Full Bank Accounts, Empty Storefronts: The Economics Of High-Rent Blight

Full Bank Accounts, Empty Storefronts: The Economics Of High-Rent Blight

Urban blight is nothing new. The signature image of plummeting real estate is block after block of properties vacated as businesses move out. Now the high price of real estate in American cities is creating a new phenomenon: In otherwise healthy economic areas, the rents are climbing so high they’re driving businesses away — and no other businesses can afford to move in.

Tim Wu explores the economics behind this creeping problem in the New Yorker. As an example, he uses a neighbourhood which has been praised in the past for preserving its eclectic mix of locally owned businesses: the West Village. We all know that large chains have since infiltrated the Village, but now rents are skyrocketing so high that some of those chains are priced out — even Starbucks is shuttering some Manhattan locations.

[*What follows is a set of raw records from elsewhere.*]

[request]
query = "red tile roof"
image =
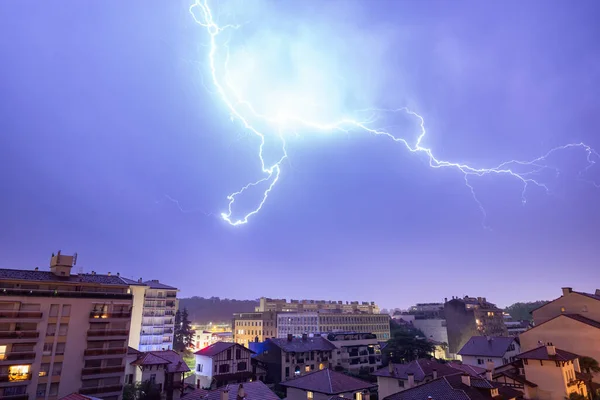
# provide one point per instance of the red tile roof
(541, 353)
(327, 381)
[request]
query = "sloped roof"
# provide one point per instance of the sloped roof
(327, 381)
(495, 346)
(299, 345)
(419, 368)
(541, 353)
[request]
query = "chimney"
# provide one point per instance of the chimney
(411, 379)
(551, 349)
(466, 379)
(489, 373)
(225, 394)
(241, 392)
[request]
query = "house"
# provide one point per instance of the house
(571, 322)
(291, 357)
(246, 391)
(398, 377)
(323, 384)
(457, 387)
(164, 369)
(222, 363)
(556, 372)
(480, 350)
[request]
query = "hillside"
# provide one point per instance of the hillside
(214, 309)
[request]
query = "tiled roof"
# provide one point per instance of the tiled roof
(299, 345)
(327, 381)
(47, 276)
(155, 284)
(253, 391)
(451, 388)
(495, 346)
(419, 368)
(219, 347)
(541, 353)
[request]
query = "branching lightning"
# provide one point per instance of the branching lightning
(241, 110)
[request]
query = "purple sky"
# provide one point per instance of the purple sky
(104, 111)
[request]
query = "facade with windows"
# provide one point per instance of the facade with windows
(62, 333)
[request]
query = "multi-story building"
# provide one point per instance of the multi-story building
(254, 327)
(298, 324)
(356, 351)
(62, 333)
(471, 316)
(282, 305)
(153, 319)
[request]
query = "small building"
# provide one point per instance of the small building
(222, 363)
(165, 369)
(324, 384)
(398, 377)
(481, 350)
(247, 391)
(556, 372)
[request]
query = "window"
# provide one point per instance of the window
(54, 310)
(66, 310)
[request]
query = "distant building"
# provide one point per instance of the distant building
(221, 364)
(297, 324)
(326, 384)
(356, 351)
(469, 317)
(254, 327)
(282, 305)
(62, 333)
(481, 350)
(164, 369)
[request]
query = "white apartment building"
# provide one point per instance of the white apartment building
(153, 319)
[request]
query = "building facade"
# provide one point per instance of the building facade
(297, 324)
(282, 305)
(252, 327)
(62, 333)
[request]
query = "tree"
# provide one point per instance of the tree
(590, 366)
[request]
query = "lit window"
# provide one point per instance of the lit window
(18, 372)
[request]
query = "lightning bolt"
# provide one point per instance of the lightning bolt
(522, 171)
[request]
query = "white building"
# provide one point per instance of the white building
(481, 350)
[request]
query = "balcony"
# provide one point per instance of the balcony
(108, 332)
(101, 389)
(102, 370)
(21, 314)
(103, 352)
(19, 334)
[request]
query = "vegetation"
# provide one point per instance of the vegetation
(215, 310)
(522, 311)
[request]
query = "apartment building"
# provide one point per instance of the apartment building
(62, 333)
(153, 319)
(282, 305)
(471, 316)
(297, 324)
(253, 327)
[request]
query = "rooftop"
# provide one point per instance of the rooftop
(328, 382)
(493, 346)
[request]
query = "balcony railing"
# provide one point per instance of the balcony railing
(101, 315)
(102, 352)
(102, 370)
(108, 332)
(20, 314)
(101, 389)
(19, 334)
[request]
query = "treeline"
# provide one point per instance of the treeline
(522, 311)
(202, 310)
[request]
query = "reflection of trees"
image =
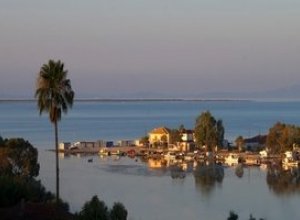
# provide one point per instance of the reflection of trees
(283, 181)
(207, 176)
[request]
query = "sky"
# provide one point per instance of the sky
(151, 48)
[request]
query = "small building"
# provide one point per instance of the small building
(187, 135)
(64, 146)
(255, 143)
(159, 136)
(126, 143)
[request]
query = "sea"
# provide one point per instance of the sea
(151, 193)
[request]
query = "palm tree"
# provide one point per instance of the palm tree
(54, 95)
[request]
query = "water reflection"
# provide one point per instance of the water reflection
(208, 176)
(283, 180)
(239, 170)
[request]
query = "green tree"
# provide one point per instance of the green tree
(232, 216)
(209, 131)
(54, 95)
(118, 212)
(19, 158)
(94, 210)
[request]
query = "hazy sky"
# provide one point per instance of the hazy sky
(119, 48)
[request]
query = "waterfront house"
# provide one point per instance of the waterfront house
(255, 143)
(187, 143)
(126, 143)
(159, 137)
(64, 146)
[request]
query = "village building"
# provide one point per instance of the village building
(159, 137)
(255, 143)
(187, 143)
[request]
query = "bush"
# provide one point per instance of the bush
(118, 212)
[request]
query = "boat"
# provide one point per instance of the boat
(189, 157)
(232, 159)
(170, 155)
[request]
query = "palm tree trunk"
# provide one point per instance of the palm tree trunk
(56, 162)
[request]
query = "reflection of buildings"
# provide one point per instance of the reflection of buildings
(207, 176)
(154, 163)
(283, 181)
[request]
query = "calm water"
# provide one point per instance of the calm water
(148, 193)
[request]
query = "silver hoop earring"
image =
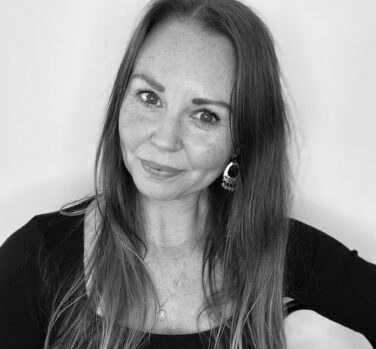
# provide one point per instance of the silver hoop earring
(230, 177)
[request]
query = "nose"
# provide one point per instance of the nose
(167, 133)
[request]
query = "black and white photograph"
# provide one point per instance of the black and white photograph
(188, 174)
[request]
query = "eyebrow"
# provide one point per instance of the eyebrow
(202, 101)
(150, 81)
(161, 88)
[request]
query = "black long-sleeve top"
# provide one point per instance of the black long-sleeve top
(322, 274)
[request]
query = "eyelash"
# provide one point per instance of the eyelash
(138, 92)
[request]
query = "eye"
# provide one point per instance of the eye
(147, 97)
(207, 117)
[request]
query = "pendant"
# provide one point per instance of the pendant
(162, 315)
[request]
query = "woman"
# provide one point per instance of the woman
(187, 234)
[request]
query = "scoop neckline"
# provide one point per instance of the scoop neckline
(80, 228)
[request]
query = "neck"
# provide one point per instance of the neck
(172, 228)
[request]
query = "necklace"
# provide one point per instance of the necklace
(162, 312)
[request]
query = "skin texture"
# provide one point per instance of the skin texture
(178, 63)
(189, 63)
(158, 122)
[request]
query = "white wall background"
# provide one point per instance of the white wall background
(58, 60)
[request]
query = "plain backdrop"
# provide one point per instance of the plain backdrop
(58, 60)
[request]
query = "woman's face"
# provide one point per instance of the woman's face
(174, 121)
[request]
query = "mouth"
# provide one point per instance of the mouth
(159, 171)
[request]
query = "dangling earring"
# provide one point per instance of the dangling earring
(230, 178)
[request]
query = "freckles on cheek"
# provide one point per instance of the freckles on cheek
(132, 128)
(211, 156)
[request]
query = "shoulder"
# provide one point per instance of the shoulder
(43, 235)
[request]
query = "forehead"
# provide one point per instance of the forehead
(185, 53)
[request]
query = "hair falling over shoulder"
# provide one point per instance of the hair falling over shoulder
(247, 230)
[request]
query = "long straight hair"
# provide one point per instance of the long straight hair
(247, 230)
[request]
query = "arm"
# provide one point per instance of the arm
(21, 325)
(327, 277)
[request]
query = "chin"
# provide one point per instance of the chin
(156, 191)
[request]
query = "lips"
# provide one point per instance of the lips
(159, 167)
(159, 171)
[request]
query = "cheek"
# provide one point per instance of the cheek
(211, 153)
(133, 127)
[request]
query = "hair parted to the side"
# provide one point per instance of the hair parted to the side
(246, 230)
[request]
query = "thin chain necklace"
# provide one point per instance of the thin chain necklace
(162, 312)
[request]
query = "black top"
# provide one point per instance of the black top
(322, 274)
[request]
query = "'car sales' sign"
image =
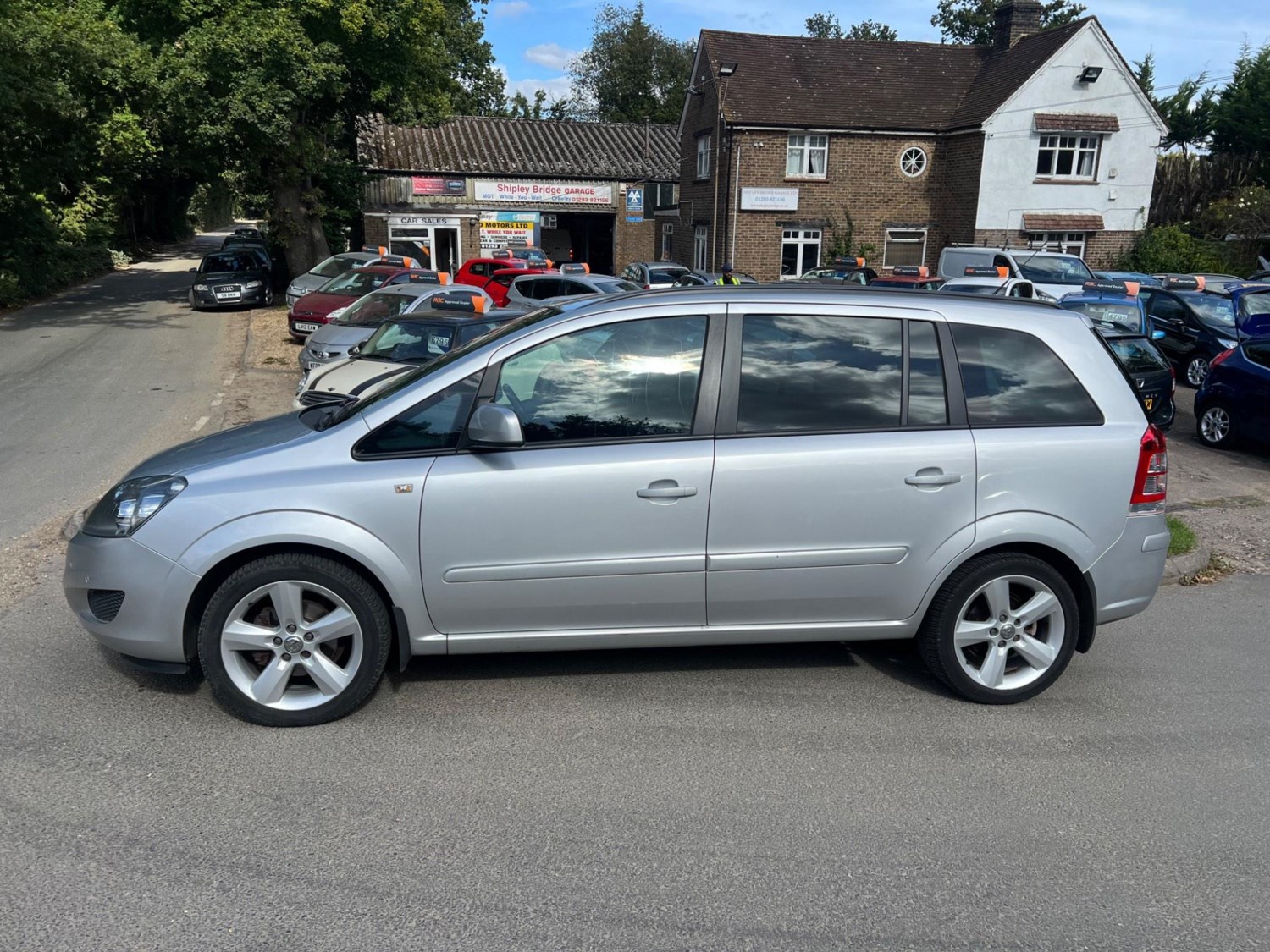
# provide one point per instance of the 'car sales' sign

The story behind these vacated spaces, as Wu discovers, is kind of depressingly fascinating. Landlords are sitting on their empty properties and raising the rent higher and higher, gambling on the fact that they can eventually entice some business to pay the insanely high rents and make up for all the lost income. It’s hedge-fund urbanism:

There are potentially some tax benefits for the owners of empty storefronts. But the more likely explanation is that landlords are willing to lose a tenant and leave a storefront empty as a form of speculation. They will trade a short-term loss for the chance eventually to land a much richer tenant, like a bank branch or national retail chain, which might pay a different magnitude of rent. If you’re a landlord, why would you keep renting to a local café or restaurant at five thousand or ten thousand dollars a month when you might get twenty thousand or even forty thousand dollars a month from Chase? In addition, if a landlord owns multiple properties, dropping the price on one may bring down the price for others. That suggests waiting for Marc Jacobs instead of renting to Jane Jacobs.

Snap! Jane Jacobs was, of course, the writer who described the economic vibrancy of the West Village and its “footpath ballet” of walkable urbanism as the standard by which great cities should be measured.

But there’s another issue, which is pushing the Marc Jacobs Village even further from the Jane Jacobs Village: Many of the residential properties in the city’s more expensive neighbourhoods are increasingly not owned by people who live or work there. This is a huge concern for some of the residential supertalls being constructed in Manhattan since these absentee owners are only using the apartments part-time, if at all. These also aren’t the people who are likely contributing to that footpath ballet by patronising the local coffee shops and family-owned businesses. Neighbourhoods like the West Village are not as much transforming into havens for the ultrarich as they are becoming empty wastelands.

Like the squatters who would live rent-free in the blighted downtown buildings of the past, there’s a new breed of squatters that are hoarding the most high-priced real estate. The difference is that by actually living there, the old school squatters helped to eventually transform these areas into viable neighbourhoods, while these invisible tenants are slowly turning the best neighbourhoods into ghost towns — with a Chase bank on every corner.